COST AND REVENUE
The committee developed capital costs estimates using the assumptions outlined in the "RAIL OPERATION" section of this report. Using an initial Middleton to Sun Prairie phase on the Mazomanie to Sun Prairie route and the need for three locomotive train sets (one set equals one locomotive and three cars), the following start-up capital costs were estimated:
Trackage upgrade $12,000,000 Rolling stock 26,400,000 Fare equipment 1,300,000 Maintenance yard 500,000 Total $40,200,000
The total startup cost is estimated to be approximately $40 million. If amortized over a 20 year period, at a projected interest rate of 4.9%, annualized costs for debt service is $3.2 million. This figure could be substantially reduced if a state program supporting commuter rail capital improvements were in place. If an 80% state/20% local cost sharing program was in place, covering either track upgrade or rolling stock, the capital cost to local government could be lowered to $10 million. This possibility is more fully elaborated in the State subsection of "INTERGOVERNMENTAL ROLES" (p. 34).
An additional $5.5 million was estimated for the construction of eleven stations ($500,000 per station) in this corridor. This figure was not calculated into our capital cost estimates as it was assumed joint development with local communities and/or the private sector would play a major role in siting and building transit stations.
| Figure 23: National Cross
Section of Commuter Rail Operating Costs |
The committee estimated operating cost by applying our Mazomanie to Sun Prairie corridor ridership estimate on page 17 with national operating averages. Figure 23 displays the national cross section used. These estimates include total aggregate operating expenses, e.g., insurance, maintenance, administration, etc. Service between Mazomanie and Sun Prairie would potentially begin with approximately 13 miles (Middleton to Sun Prairie) and expand to a full 34 miles (Mazomanie to Sun Prairie). Considering this, operating cost per passenger trip was estimated to be six dollars. With initial ridership at 600,000 passenger trips per year, annual operating and maintenance costs were projected to be approximately $3,600,000.
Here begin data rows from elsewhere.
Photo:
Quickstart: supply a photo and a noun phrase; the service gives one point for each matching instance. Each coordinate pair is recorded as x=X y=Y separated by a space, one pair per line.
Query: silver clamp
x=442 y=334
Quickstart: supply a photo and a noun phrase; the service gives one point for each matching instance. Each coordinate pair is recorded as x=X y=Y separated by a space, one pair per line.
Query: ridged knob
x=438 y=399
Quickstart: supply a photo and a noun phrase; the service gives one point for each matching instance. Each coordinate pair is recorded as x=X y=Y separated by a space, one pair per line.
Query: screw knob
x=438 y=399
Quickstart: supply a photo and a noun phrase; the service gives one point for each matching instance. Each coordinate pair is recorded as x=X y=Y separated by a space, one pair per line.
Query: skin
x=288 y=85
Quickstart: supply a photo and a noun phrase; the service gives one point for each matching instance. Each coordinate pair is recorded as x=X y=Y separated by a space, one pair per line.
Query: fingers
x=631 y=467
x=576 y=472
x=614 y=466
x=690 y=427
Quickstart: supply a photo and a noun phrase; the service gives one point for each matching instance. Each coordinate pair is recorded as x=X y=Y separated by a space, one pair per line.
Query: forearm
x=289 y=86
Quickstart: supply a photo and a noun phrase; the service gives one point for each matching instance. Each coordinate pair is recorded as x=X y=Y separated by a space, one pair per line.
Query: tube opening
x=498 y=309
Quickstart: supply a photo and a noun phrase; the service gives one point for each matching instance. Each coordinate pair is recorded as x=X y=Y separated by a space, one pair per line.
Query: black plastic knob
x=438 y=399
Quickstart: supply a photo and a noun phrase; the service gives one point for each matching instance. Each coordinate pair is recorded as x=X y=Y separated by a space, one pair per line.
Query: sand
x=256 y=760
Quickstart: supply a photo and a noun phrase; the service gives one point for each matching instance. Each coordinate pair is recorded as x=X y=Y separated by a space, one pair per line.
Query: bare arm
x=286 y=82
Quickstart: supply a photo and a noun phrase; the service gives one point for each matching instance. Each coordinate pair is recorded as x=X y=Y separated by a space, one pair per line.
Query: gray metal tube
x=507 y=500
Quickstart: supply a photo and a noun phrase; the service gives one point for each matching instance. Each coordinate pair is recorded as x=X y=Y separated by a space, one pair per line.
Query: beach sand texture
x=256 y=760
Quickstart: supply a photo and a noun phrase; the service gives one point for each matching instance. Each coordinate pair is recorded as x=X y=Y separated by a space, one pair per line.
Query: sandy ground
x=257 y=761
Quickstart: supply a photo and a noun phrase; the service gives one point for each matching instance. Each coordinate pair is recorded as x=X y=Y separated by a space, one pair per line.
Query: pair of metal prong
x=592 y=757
This figure would be reduced by the amount of farebox revenue recovered. Commuter rail systems typically can expect an initial 25 % farebox recovery. With an increase in service and ridership, farebox recovery might be expected to approach 50% of operating costs (national average equals 40%). A 25% farebox recovery rate would provide $900,000 in revenue, while 50% farebox recovery would equal $1.8 million.
Total estimated annual costs, capital and operating, are summarized as follows:
| Capital | $3,200,000 | |
| Operating | $3,600,000 | $2,700.000 @ 25% farebox recovery |
| $1,800,000 @ 50% farebox recovery |
Annualized rail costs for an initial commuter line were estimated to be in the range of $5 million to $6.8 million, with an offset of approximately $900,000 to $1.8 million in farebox revenue. Using $6.8 million, commuter rail would represent 20% of the region's commitment to transit and specialized transportation.